– Cagnacci, Guercino, Giorgio Picchi, Palma il Giovane, Pasquale Ottino, Pietro Ricchi, Pomarancio, Guerrieri, Arrigoni, Centino, e, ormai alla fine del secolo, Pronti e Leoni, cui si aggiungono sculture e preziose oreficerie. Questi artisti e molto di più rappresentano “Seicento inquieto. Arte e cultura a Rimini fra Cagnacci e Guercino”. Inaugurata lo scorso 27 marzo a Castel Sismondo, possibile grazie alla sensibilità della Fondazione Cassa di Risparmio di Rimini, i battenti chiuderanno il prossimo 27 giugno. Attraverso l’esposizione si seguono due strade: la cultura come momento di crescita civico e la cultura come capacità di fare turismo, di creare ricchezza.
Dietro l’esposizione ci sono cinque anni di ricerche, “serviti per documentare, per la prima volta in modo veramente organico, un percorso artistico di assoluto livello in Europa, percorso la cui riscoperta e consacrazione sono relativamente recenti, risalendo al secondo dopoguerra”.
Gli esperti hanno esaminato più di diecimila pezzi, prima di selezionare e scegliere 250 capolavori di pittura, ma anche di scultura, oreficeria e arti applicate: un autentico tesoro.
La cultura riminese del ‘600 si pose l’obiettivo di perpetuare e preservare, nella nuova sudditanza allo Stato Pontificio, gli splendori del Principato Malatestiano.
Rimini come capitale culturale, quindi, in un posto di rilievo tra Roma e Bologna, punto di incontro e polo di attrazione artistica dell’intera costiera adriatica.
Lo dimostrano chiaramente tanto la presenza di opere di artisti marchigiani, veneti e bolognesi, quanto lo stile dei due maggiori pittori locali, Guido Cagnacci e Giovan Francesco Nagli detto il Centino, che con il loro romantico naturalismo offrono una interpretazione originale delle correnti artistiche più moderne della prima metà del secolo.

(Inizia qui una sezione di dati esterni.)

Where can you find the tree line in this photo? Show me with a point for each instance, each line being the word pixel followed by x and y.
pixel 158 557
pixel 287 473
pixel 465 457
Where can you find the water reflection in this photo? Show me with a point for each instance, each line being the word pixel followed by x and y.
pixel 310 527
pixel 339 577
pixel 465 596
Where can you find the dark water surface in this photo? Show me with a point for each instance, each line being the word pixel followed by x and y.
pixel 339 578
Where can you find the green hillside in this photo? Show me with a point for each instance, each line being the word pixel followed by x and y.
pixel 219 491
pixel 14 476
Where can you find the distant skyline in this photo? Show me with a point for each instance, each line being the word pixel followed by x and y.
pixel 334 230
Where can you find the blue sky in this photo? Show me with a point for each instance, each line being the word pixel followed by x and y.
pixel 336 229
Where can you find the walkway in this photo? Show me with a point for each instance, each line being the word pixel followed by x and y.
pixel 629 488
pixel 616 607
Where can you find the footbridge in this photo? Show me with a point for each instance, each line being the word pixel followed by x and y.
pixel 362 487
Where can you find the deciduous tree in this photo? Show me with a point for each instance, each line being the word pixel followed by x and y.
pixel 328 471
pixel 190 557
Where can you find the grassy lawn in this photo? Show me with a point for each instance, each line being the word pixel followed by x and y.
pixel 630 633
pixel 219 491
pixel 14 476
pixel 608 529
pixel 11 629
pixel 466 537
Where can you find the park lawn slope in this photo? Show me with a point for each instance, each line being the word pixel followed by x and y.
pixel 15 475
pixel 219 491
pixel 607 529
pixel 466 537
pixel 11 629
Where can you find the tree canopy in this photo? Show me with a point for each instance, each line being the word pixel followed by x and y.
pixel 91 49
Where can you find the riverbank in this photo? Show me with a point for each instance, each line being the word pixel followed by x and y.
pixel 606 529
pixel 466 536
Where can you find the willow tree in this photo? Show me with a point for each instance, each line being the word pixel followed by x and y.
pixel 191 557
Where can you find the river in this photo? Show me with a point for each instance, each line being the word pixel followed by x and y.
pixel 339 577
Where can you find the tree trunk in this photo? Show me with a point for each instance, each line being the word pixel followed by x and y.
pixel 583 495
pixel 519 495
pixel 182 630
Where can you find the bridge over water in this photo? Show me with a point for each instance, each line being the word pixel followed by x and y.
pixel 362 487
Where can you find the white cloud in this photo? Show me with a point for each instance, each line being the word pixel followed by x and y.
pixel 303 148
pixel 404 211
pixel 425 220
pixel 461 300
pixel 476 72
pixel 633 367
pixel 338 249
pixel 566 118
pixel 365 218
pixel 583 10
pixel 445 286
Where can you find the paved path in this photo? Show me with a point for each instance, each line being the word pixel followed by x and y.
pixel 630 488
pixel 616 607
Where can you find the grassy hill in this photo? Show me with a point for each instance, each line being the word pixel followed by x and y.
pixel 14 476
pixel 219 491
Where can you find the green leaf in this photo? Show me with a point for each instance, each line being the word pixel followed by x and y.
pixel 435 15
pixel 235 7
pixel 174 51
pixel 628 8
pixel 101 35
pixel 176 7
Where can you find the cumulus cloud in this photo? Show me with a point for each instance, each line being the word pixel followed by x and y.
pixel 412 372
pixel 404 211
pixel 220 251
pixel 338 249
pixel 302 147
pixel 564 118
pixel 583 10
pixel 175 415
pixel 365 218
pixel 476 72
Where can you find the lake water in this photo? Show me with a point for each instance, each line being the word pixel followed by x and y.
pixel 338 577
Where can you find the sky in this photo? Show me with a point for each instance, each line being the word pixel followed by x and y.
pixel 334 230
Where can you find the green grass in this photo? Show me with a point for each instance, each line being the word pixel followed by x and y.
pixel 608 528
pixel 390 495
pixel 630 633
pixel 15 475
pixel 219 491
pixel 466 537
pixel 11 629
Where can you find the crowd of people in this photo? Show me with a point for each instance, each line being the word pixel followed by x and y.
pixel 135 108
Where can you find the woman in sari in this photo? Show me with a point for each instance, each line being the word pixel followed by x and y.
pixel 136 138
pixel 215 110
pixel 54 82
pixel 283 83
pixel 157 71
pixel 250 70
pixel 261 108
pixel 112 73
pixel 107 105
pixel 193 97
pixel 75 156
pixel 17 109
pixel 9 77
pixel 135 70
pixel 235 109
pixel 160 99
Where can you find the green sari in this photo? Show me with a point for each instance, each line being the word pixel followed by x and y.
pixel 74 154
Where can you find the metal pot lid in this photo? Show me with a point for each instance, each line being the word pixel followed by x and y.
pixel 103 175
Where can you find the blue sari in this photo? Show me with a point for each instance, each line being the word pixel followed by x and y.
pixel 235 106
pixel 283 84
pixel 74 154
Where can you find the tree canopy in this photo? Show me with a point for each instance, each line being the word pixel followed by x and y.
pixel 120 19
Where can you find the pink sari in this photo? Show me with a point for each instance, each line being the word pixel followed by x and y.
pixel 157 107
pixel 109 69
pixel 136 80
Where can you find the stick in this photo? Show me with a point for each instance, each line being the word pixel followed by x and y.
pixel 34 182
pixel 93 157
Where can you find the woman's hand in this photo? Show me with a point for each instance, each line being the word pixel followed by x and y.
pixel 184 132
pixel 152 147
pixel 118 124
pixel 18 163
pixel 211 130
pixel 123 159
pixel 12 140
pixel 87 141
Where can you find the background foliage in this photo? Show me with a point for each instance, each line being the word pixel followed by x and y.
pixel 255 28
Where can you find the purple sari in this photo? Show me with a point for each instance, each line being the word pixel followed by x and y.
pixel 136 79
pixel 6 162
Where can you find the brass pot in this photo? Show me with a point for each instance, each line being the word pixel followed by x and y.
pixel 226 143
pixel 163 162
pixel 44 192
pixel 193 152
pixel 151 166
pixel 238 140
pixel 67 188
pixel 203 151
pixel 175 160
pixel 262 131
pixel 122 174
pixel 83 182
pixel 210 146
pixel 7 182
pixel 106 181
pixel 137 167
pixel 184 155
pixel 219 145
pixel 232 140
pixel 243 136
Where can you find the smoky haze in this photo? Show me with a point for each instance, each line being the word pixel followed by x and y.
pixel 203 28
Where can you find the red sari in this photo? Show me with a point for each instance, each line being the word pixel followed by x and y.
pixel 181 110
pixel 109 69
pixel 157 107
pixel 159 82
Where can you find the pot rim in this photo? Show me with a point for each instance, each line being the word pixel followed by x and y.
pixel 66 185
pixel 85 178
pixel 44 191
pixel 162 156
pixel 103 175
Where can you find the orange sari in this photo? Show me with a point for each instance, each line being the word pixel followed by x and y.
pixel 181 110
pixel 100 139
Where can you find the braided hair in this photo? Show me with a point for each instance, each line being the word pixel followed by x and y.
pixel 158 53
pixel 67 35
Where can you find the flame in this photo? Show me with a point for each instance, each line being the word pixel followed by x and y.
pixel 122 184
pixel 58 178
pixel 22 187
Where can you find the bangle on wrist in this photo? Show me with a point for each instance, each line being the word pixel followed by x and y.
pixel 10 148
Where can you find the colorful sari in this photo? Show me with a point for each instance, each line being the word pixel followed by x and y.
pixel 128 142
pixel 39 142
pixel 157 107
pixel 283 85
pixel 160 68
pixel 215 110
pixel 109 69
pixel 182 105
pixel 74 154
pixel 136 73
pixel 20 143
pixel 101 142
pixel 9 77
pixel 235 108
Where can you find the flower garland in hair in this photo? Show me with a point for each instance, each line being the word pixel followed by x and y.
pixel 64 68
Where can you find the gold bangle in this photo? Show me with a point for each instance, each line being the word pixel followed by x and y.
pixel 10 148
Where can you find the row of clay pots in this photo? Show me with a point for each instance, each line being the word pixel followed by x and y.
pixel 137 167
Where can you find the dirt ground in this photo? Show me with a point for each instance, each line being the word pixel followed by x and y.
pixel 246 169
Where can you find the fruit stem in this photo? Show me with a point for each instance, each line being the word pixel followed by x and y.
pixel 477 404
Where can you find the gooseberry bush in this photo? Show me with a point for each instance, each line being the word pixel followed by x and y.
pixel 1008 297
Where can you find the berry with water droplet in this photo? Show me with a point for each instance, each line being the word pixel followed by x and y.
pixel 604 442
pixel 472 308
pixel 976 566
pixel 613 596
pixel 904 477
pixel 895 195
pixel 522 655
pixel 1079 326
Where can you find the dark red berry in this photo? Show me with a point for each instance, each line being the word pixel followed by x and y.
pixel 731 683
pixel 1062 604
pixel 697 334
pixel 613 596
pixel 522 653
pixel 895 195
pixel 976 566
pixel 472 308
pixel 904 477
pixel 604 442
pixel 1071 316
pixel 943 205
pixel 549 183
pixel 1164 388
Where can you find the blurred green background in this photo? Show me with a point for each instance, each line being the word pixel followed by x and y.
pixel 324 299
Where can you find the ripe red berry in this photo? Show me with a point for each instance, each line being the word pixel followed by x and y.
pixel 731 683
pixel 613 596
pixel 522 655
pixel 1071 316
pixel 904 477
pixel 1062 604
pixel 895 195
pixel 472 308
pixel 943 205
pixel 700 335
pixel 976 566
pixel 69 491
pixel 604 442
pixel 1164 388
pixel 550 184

La mostra, articolata sui versanti dell’arte e della cultura, è composta da due parti, la prima ripercorre le vicende delle strutture religiose e civili e la cultura della città seicentesca, con documenti, volumi, stampe e varie strumentazioni; la seconda propone le opere d’arte più significative prodotte per la città e per il suo territorio.